Y no dan abasto. Son
doce más los añadidos; entre yernos y nietos, pierdo la cuenta. La familia
entera se desfonda por atender pedidos de adornos florales de todos los
tamaños, variedad de precios y diferentes configuraciones. Todo es insuficiente
para cumplir con los deberes propios de estos días.
Son los floristas del barrio. Tienen sangre cordobesa, unida a la de aquí. Ellas tal que pintadas por
Romero de Torres bajo el cielo castellano. Ellos, hacen lo que pueden, y van
pudiendo.
Sirven para fiestas y
agasajos, celebraciones y eventos, de todo tipo y ubicación en el calendario.
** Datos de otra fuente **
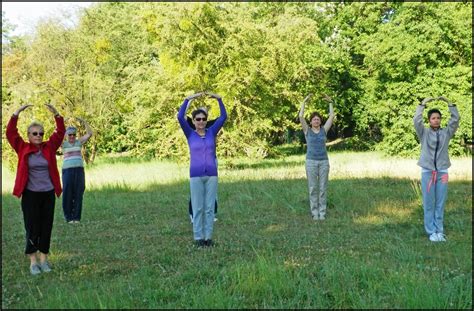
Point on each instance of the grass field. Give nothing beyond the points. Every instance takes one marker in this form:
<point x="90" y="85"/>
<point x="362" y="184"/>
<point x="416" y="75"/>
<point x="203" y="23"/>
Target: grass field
<point x="133" y="248"/>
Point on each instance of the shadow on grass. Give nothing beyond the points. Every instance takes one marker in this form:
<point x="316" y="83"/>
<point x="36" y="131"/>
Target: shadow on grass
<point x="128" y="238"/>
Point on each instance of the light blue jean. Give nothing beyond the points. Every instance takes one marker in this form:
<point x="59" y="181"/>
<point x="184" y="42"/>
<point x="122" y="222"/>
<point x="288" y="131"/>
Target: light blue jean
<point x="434" y="187"/>
<point x="317" y="172"/>
<point x="203" y="199"/>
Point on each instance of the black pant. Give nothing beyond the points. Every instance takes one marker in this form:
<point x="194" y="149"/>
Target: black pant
<point x="38" y="215"/>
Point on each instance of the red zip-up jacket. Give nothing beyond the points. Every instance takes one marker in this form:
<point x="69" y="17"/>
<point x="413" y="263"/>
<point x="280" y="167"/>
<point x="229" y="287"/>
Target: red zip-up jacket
<point x="24" y="149"/>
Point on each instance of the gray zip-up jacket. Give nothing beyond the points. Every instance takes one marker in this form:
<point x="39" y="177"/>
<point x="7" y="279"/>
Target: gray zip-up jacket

Pero en llegando los santos, es el desparrame. Y, ya digo, no dan abasto.
Ha tiempo que están
instalados “en precario”. El desarrollismo urbano amenaza con plantar adosados
donde se “trabajan” flores, de encementar el tapial y el adobe que los
aparenta, de convertir en ciudad el campo que ahora es. Y desde que llegó la
sentencia, ellos viven una agonía que más parece duelo. Duelo desigual, bien es
cierto, pero duelo al fin y al cabo contra el tiempo de descuento y contra lo
inevitable.
Y allá van, de camino
a los cementerios, a proveerse de centros, ramos y apliques, -los difuntos no
piden flores, pero las aceptan- quienes siquiera una vez al año acostumbran realizar
ese gesto piadoso, -mitad rito, mitad plegaria. Cada vez son menos, aunque
todavía suficientes.
Son los abuelos y las
abuelas de los alevines que ahora juegan a “truco o trato”, “dulce o susto”,
“trick or treat”, los que más demandan sus servicios. La generación intermedia,
hijos a la vez que padres, han perdido por el camino -o se han quitado de
encima- quién sabe si rito, costumbre o duelo.
Y resulta cuando
menos sorprendente que usos nuestros atávicos desaparezcan y en su lugar se
instalen, importados nadie sabe cómo ni por qué, gestos extraños que nada dicen
de nuestra historia, que en absoluto apelan a nuestra memoria, y que abandonan
a nuestros mayores.
Hubo un tiempo en que
los muertos eran enterrados en el interior de las iglesias. Sobre sus sepulturas
se rezaba y se alumbraba. Del interior se pasó al exterior, justo al lado, bien
pegados los cementerios al templo. Poco a poco la distancia fue haciéndose
mayor, hasta el punto de ser necesario un largo desplazamiento para llegar al
monumento funerario. Desde cuando las urnas con las cenizas de los antepasados
ocupaban un puesto importante en la casa, hay que recorrer mucha historia para
llegar a esta época en que ya se va generalizando esparcir las cenizas por
campos, ríos y mares.
¿Dónde habrá que
llevar ahora flores? ¿Al campo? ¿A los arroyos? ¿Al mar?
Es mucho más
divertido disfrazarse de fantasma, comprarse una calabaza de plástico, y
dirigirse a la casa del vecino y, tras llamar, amenazar: ¿Truco o trato?
Desarmado o temeroso,
quien abre su puerta simulará dar la bienvenida y sorprendido cederá, aceptando
el juego y dando golosinas o intercambiando cosas. Son cosas de niños, es
verdad, pero sirven para romper el hielo e intimar con quienes se comparte
parcela, centro social, piscina y reunión anual con moderador por medio.
¿Que es santo y
piadoso rezar por los difuntos? ¡Pero, qué antiguo eres! Además hoy es día de
cole, no tenemos tiempo.
Ele y Mariano, mis
floristas preferidos, seguirán combinando ordenar flores para unos y aguantar
el susto simpático de sus nietos, en tanto apuran el tiempo que les quede,
antes de que la marea urbana los engulla. Saben perfectamente que hay ritos y
costumbres que permanecen sólo y apenas mientras el progreso lo permita. No hay
alternativa, resistirse es perder.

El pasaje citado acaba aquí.